Из-за шума в зале говорить шепотом не имело смысла; подогретые горючим молодые люди, водрузив на закорки визжащих от удовольствия размалеванных девах, дергались в такт ударным. Скользящие по рядам публики яркие лучи то и дело вздрагивали, рассыпаясь каскадом разноцветных мерцающих огоньков. Пересиливая напряжение, истошно громыхали динамики; яркие стрелы прожекторов, рассекая гудящую массу зала, впивались в глаза режущей болью, вызывая раз за разом новую волну восторга. Наряды милиции, еле сдерживая напирающую на ограждения людскую массу, держались из последних сил, защищая вверенную им для охраны территорию, прилегающую к сцене, и молились всем святым, чтобы разгоряченная толпа не ринулась на штурм подмостков. Не имея никакого желания лезть в самую гущу, милиционеры закрывали глаза и на безобразные выкрики, и на запрещенные бутылки, переходящие из рук в руки чуть ли не по головам хрипящей от напряжения толпы. Крепко уцепившись друг за друга, они стояли у металлических решеток ограждений, хмуро поглядывая в бурлящее море растрепанных голов и орущих глоток.
— Тем, у меня такое ощущение, что я попала в сумасшедший дом! — пожаловалась Алена.
— В сумасшедшем доме гораздо тише, — замотал головой он.
— Если в ближайшие пять минут мы отсюда не уйдем, то я боюсь, что мне грозит попасть именно туда, — стараясь перекричать всеобщий ор, Алена наклонилась к уху Артема, и он почувствовал, как ее длинные шелковистые локоны коснулись его шеи.
— Что? — Артем наклонил голову ниже, с удовольствием ощущая запах знакомых духов.
Невольно заглянув в открывшийся вырез блузки, он увидел серебристо-черное кружево гипюра, и во рту у него моментально стало сухо. Острый краешек золотого ромбовидного кулона, висящего на тонкой витой цепочке, упирался в едва заметную на коже маленькую круглую родинку.
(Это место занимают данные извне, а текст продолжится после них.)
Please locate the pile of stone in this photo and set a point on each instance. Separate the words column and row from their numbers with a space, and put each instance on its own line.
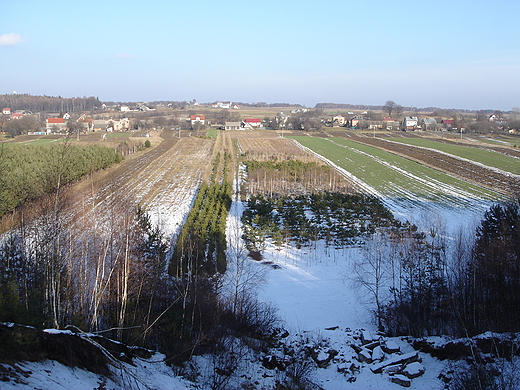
column 384, row 356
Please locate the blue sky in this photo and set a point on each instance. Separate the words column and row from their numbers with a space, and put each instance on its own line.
column 450, row 54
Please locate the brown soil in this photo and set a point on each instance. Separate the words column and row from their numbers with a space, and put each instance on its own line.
column 508, row 185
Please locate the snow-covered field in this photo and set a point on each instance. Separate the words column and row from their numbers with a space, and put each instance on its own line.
column 316, row 300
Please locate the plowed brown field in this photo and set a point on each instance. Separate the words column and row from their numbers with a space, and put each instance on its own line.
column 466, row 170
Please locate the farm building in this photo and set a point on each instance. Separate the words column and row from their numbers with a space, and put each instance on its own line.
column 250, row 124
column 410, row 123
column 232, row 126
column 200, row 119
column 55, row 125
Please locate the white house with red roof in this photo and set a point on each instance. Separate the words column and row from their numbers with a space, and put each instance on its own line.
column 201, row 119
column 250, row 124
column 55, row 125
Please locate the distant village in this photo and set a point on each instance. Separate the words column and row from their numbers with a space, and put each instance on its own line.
column 227, row 116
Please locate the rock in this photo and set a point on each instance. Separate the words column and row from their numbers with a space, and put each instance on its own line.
column 390, row 346
column 413, row 370
column 365, row 356
column 270, row 362
column 366, row 337
column 396, row 359
column 373, row 344
column 392, row 370
column 401, row 380
column 343, row 367
column 323, row 358
column 377, row 354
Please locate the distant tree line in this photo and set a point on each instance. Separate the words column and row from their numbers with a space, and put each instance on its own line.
column 49, row 103
column 28, row 172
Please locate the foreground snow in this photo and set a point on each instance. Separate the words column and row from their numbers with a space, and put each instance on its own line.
column 143, row 374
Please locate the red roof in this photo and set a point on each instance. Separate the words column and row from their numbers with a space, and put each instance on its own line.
column 55, row 120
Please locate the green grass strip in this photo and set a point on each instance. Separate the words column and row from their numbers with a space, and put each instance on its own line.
column 401, row 179
column 483, row 156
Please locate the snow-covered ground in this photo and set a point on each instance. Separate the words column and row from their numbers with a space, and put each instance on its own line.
column 317, row 303
column 316, row 299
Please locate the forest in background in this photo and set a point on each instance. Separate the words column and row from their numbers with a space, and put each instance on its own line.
column 28, row 172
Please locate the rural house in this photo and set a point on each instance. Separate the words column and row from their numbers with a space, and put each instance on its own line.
column 53, row 125
column 250, row 124
column 429, row 124
column 232, row 126
column 339, row 120
column 390, row 124
column 410, row 123
column 200, row 119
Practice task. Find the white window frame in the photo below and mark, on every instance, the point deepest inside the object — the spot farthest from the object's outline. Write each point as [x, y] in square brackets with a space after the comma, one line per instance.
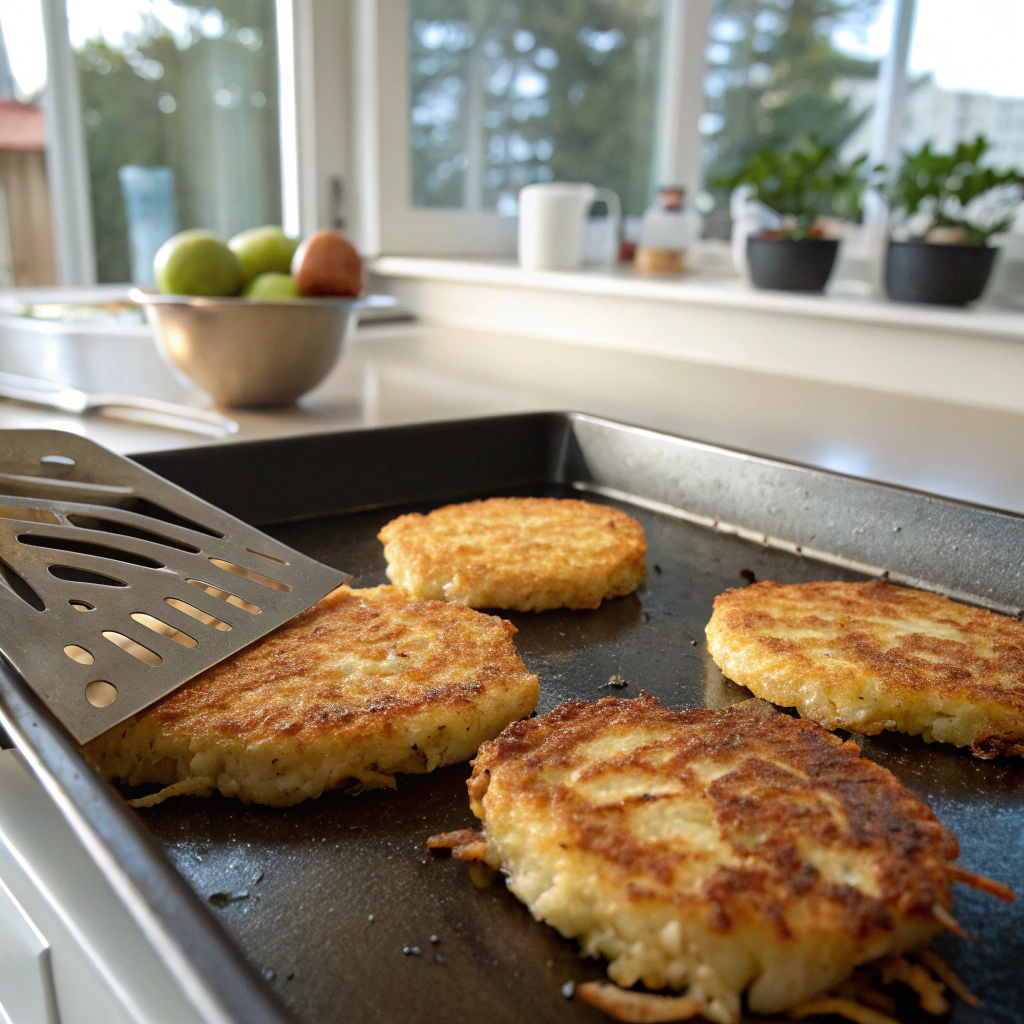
[391, 224]
[344, 127]
[310, 36]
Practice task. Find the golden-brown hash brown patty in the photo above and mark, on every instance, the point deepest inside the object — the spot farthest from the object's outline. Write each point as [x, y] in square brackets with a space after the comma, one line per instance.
[870, 656]
[523, 553]
[366, 684]
[722, 852]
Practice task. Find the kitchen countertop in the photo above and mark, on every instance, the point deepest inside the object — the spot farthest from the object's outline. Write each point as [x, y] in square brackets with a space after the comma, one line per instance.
[408, 372]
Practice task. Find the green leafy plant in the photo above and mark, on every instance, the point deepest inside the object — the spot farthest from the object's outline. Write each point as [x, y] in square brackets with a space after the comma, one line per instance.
[803, 182]
[953, 190]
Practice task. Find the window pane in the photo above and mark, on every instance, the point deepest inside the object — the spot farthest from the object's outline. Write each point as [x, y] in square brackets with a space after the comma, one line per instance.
[504, 94]
[180, 110]
[778, 70]
[26, 225]
[966, 78]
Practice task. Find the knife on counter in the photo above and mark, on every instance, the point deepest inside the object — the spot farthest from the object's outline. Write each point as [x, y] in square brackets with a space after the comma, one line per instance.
[132, 408]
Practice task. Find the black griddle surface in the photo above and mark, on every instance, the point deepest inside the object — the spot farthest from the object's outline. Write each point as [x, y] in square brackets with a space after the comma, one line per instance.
[326, 898]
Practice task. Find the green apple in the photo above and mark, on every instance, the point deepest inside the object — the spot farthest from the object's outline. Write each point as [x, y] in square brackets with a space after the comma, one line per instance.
[263, 250]
[271, 287]
[197, 262]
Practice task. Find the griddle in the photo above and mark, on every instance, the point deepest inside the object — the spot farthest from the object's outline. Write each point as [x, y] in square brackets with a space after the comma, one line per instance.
[334, 910]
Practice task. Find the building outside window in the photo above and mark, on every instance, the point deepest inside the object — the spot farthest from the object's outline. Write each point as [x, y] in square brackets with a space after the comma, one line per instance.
[179, 111]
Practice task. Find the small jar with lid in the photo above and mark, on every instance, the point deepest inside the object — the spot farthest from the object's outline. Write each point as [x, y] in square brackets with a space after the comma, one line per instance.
[666, 233]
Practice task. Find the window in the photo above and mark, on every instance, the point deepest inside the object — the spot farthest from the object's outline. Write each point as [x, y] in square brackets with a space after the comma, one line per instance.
[966, 78]
[505, 94]
[179, 104]
[777, 70]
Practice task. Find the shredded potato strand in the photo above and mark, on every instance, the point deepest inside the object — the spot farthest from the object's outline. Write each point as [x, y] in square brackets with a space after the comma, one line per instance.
[944, 973]
[914, 976]
[638, 1008]
[981, 882]
[186, 787]
[864, 992]
[948, 922]
[841, 1008]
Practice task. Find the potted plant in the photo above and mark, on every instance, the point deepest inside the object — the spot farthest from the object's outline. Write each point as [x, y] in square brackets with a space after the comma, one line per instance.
[949, 207]
[809, 188]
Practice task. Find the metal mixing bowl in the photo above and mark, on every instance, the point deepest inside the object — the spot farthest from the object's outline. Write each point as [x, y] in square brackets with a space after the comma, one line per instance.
[253, 353]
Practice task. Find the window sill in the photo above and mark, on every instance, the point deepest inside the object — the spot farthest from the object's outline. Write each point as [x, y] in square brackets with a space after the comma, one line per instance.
[705, 290]
[972, 356]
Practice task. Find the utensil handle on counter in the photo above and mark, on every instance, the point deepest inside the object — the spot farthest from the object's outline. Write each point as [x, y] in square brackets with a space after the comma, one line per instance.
[204, 417]
[51, 399]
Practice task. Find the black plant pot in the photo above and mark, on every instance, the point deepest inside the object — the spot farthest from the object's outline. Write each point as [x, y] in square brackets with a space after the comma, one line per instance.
[790, 264]
[947, 275]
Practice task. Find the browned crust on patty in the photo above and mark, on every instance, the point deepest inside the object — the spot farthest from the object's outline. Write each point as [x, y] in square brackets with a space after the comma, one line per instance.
[786, 785]
[294, 683]
[524, 553]
[366, 684]
[868, 656]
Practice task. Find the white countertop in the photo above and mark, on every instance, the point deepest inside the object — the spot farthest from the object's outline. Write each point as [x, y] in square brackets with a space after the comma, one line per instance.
[406, 373]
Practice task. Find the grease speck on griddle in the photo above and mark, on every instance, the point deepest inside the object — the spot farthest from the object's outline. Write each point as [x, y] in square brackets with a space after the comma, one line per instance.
[223, 899]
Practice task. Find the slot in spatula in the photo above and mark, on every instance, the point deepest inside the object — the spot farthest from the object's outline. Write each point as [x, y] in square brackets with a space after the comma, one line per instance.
[117, 586]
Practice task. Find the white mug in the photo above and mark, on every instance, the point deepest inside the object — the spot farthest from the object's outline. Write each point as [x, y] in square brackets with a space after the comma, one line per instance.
[552, 215]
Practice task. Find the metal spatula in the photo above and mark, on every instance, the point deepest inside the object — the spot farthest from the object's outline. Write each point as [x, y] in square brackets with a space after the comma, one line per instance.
[117, 587]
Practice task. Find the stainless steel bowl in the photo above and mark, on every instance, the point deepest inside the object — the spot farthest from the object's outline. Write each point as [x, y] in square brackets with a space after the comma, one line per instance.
[253, 353]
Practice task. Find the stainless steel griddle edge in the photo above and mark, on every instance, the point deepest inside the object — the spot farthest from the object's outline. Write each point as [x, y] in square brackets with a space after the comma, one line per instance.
[944, 545]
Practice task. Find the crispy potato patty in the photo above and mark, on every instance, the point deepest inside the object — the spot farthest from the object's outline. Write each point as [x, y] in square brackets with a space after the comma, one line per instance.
[869, 656]
[523, 553]
[366, 684]
[722, 852]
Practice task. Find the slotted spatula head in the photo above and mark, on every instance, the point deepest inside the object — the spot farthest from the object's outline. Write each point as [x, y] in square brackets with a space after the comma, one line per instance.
[117, 587]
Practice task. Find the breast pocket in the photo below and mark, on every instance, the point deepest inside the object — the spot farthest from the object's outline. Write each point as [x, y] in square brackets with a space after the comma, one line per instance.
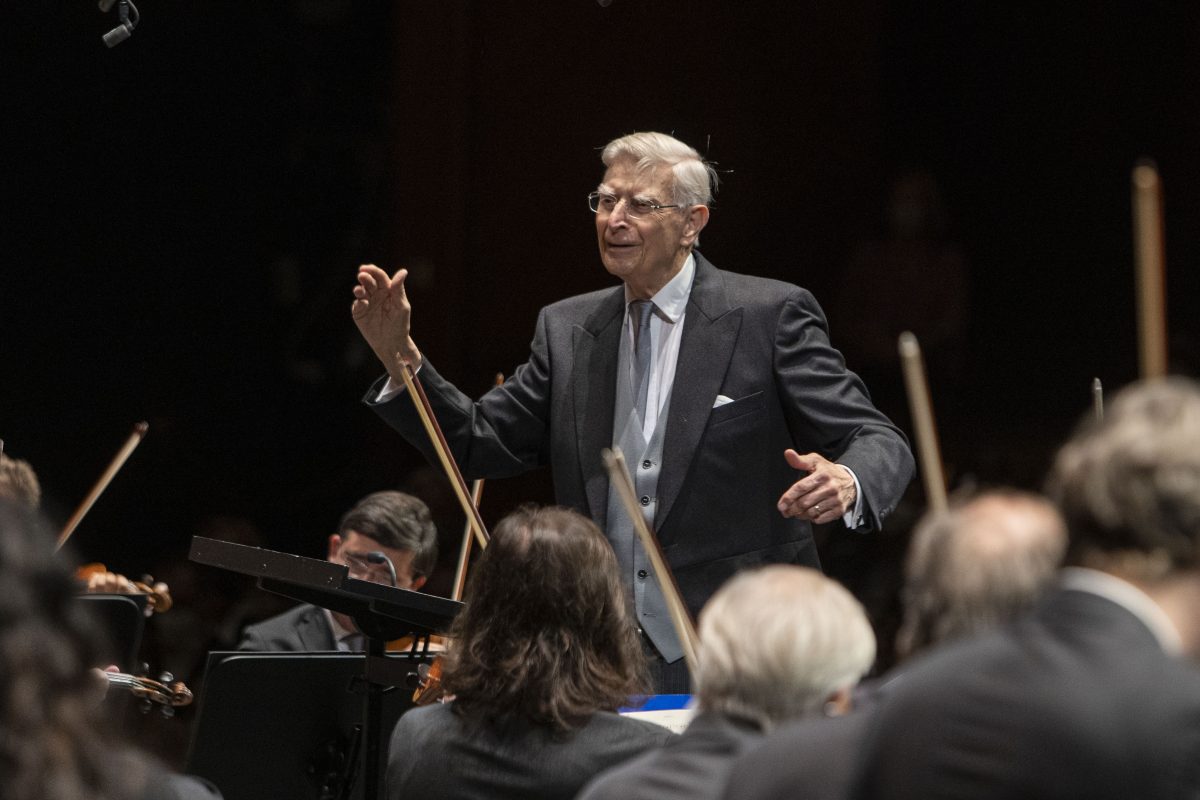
[735, 409]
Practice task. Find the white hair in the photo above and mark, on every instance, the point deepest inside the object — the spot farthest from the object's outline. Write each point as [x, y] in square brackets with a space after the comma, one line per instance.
[777, 643]
[693, 179]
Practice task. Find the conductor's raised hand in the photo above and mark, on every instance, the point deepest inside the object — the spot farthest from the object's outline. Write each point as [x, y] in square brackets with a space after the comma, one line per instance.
[826, 492]
[383, 314]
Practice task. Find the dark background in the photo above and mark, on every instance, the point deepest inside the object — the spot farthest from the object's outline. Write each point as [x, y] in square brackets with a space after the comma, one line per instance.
[184, 216]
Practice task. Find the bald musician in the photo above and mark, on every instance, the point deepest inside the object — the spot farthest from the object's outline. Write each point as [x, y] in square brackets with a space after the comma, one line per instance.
[1096, 693]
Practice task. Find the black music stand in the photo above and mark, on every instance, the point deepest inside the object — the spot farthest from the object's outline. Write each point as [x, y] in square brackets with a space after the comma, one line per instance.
[381, 613]
[251, 741]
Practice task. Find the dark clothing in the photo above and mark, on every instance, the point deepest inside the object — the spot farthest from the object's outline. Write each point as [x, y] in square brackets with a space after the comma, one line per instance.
[693, 767]
[1075, 701]
[761, 343]
[810, 759]
[437, 756]
[301, 629]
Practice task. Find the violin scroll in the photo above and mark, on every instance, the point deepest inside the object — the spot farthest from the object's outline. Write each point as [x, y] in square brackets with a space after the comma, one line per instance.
[166, 692]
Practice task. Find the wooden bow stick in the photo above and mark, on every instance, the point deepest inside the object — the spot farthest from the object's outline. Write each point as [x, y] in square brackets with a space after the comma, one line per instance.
[477, 494]
[439, 444]
[923, 422]
[123, 455]
[1151, 262]
[618, 473]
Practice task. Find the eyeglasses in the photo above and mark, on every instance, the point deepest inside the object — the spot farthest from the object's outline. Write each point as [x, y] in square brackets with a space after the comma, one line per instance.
[635, 206]
[371, 566]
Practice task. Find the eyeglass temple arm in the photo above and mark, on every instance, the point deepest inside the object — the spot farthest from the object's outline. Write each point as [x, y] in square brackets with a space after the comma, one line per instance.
[376, 557]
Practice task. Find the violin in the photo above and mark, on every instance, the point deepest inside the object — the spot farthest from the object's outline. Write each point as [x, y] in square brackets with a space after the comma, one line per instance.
[430, 689]
[97, 579]
[166, 692]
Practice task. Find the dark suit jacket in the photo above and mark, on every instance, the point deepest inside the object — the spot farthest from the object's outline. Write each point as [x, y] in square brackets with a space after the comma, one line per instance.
[760, 342]
[693, 767]
[301, 629]
[1077, 701]
[435, 756]
[810, 759]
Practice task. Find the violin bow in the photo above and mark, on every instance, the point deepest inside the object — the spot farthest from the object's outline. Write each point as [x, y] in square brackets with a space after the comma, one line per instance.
[923, 422]
[1151, 266]
[618, 473]
[413, 384]
[114, 467]
[477, 494]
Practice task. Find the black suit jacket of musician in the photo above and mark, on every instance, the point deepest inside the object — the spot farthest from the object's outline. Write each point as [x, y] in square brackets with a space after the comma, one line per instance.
[761, 343]
[298, 630]
[1077, 701]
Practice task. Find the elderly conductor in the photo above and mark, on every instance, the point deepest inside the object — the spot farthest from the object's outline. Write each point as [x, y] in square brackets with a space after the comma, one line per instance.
[739, 421]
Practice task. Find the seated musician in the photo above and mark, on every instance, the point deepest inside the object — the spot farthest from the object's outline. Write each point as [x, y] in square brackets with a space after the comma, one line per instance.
[54, 741]
[540, 659]
[775, 644]
[387, 537]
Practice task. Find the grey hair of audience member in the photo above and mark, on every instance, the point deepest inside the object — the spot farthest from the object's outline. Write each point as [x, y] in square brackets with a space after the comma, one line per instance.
[981, 563]
[777, 643]
[1129, 483]
[397, 521]
[18, 482]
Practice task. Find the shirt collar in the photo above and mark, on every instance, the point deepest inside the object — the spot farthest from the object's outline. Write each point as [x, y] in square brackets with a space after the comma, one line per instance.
[1128, 596]
[672, 299]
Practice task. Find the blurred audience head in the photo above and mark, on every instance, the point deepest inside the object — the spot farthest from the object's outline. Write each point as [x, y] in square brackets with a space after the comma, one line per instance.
[978, 564]
[780, 643]
[546, 633]
[1129, 483]
[18, 482]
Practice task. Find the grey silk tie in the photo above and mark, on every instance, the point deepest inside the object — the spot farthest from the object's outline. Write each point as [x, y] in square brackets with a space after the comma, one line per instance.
[641, 311]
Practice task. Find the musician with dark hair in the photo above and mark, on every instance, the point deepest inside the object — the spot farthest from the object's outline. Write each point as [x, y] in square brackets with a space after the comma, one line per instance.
[54, 741]
[541, 657]
[388, 537]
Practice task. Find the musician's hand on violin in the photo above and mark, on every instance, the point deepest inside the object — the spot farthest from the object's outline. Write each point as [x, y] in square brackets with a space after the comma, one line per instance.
[383, 316]
[111, 583]
[822, 495]
[100, 679]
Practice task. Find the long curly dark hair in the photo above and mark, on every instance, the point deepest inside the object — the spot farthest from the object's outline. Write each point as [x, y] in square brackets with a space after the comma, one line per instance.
[546, 633]
[53, 741]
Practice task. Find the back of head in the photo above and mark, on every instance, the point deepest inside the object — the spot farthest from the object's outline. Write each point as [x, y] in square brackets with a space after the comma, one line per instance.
[51, 746]
[777, 643]
[1129, 485]
[546, 633]
[18, 482]
[694, 178]
[396, 521]
[979, 564]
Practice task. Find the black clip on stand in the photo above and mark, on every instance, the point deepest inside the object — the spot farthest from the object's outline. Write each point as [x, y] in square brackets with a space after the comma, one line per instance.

Не в силах сопротивляться, Артем наклонился еще ниже, почти прижавшись к шее Алены губами.
— Я говорю, пойдем отсюда! — прокричала она, наклоняясь к уху Артема.
Качнувшись вперед, Алена вдруг почувствовала, как теплые мягкие губы Обручева коснулись ее шеи. Слегка подняв ладонь, она уперлась Артему в грудь и услышала, как бешено колотится его сердце. Не поднимая головы, Артем прикасался к коже девушки еще и еще, с восторгом ощущая губами мелко пульсирующую тонкую жилку.
Забыв о гремящих динамиках, прикрыв от удовольствия глаза, Алена чувствовала, как голова ее медленно плывет кругом. Обжигая кожу горячим дыханием, губы Артема спустились к ромбику кулона, тело его напряглось, а руки, державшие Алену за плечи, задрожали. Увидев, что голова девушки откинулась назад, Артем дернулся всем телом и, скрипнув зубами, глухо выдохнул. Сделав полшага назад, он опустил руки и, с усилием улыбаясь, проговорил:
— Если не хочешь, чтобы мы попали в сумасшедший дом вместе, пойдем отсюда.
С трудом протискиваясь сквозь кричащую толпу, они пробрались к выходу. После ревущего душного зала, казавшегося теперь адской мясорубкой, на улице было необычайно тихо и безлюдно. Слух, успевший адаптироваться к громыхавшим децибелам, почти не улавливал едва различимые звуки вечернего города. Шуршание автомобильных шин, так раздражавшее Алену до сегодняшнего вечера, казалось теперь просто детской забавой.